““Standing together on the wraparound front porch of this bungalow-style home, Dorothy Giles Ngongang and her younger sister Sandra Giles McBeth gaze across Pea Ridge Highway at a vast field and a large storage building filled with hay.
And memories of their childhood flow.
Back then, instead of the storage building, a small, dilapidated five-room hut housed the two of them, their parents and their eight siblings. Back then, they ate mostly what they could catch: rabbits, squirrels, river cooters, robins. Back then, during the cotton harvest, the Giles kids were only allowed to go to school when it rained - because on every dry day, they were needed in the fields.
A visitor can't read Ngongang's eyes, hidden behind dark sunglasses, but she smiles softly as she takes it in.
"It's just a blessing," says the 72-year-old Charlottean, "to be on this side and not that side. It just shows you what the Lord has brought us from. All this time and all these years. ... We really came from _"
Her sister interrupts, forcefully: "Nothing. We came from nothing."
>snip<
Its paint was white. The lawn was manicured. There were cozy-looking rocking chairs on the wraparound front porch.
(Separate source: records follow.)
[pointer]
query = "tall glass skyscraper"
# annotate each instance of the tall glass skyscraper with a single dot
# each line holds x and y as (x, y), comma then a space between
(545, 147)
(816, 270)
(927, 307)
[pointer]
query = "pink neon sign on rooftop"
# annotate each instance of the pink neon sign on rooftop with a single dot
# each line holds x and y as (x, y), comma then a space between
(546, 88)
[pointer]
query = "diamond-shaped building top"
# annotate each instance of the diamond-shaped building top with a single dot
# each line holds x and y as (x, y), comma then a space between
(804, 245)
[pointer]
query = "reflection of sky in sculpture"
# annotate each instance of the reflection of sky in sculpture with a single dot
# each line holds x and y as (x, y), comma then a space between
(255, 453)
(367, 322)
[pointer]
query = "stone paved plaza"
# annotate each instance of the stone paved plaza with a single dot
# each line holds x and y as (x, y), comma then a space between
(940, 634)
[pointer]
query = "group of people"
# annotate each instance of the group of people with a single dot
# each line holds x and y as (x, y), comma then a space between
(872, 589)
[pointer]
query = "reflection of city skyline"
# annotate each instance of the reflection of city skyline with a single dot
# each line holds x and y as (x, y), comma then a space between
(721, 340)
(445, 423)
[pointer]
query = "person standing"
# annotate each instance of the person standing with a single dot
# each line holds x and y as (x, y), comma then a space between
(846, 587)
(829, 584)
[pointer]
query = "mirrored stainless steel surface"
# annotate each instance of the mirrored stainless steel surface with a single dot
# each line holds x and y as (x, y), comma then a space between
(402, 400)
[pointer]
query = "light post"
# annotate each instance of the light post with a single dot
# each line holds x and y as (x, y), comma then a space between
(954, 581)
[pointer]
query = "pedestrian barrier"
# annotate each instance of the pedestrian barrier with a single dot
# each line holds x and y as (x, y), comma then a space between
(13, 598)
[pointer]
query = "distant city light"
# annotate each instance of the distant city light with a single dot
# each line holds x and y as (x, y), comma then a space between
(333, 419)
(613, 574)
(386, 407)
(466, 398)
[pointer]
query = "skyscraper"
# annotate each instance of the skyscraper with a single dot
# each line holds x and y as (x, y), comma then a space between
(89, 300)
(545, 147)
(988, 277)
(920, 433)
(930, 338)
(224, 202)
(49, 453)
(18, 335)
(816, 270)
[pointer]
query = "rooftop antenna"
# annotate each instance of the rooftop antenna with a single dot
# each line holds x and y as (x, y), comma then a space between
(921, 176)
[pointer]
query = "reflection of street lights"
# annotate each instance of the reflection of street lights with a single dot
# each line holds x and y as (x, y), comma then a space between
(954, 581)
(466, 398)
"We thought that house was a mansion," Dorothy Ngongang says.
It was on another large, rolling plot of land that was not a part of the farm they worked on, and it was owned by an affluent white couple with three daughters: Joan, Marian and Peggy Wheeler, who were close in age to several of the Giles kids.
In the era of Jim Crow laws that relegated black people to separate schools, separate drinking fountains and separate movie theater entrances, this was practically the only sliver of earth where Dorothy and her siblings felt equal to whites, she says. That's because the Wheeler girls didn't care that the Gileses were black.
They were just happy to have other children to play with.
"Mama wouldn't let us go over there, unless there was an adult with us, but they could come over to our house every day," recalls the youngest Wheeler, Peggy McKinney, who is now 67 and still lives in Jonesville. She laughs at how they'd circumvent this rule: "Mama would be inside watching TV and my sister could run like a racehorse, so I'd get out on the porch and make racket like me and her was out there playing, and she'd go running over there to get 'em."
The kids would play ball out on the perfect front lawn in the shadow of a giant tree. Jackstones, pick-up sticks, marbles on the porch. Hide-and-seek underneath it.
The Giles children cherished these times. Says Ngongang: "It was like a little refuge."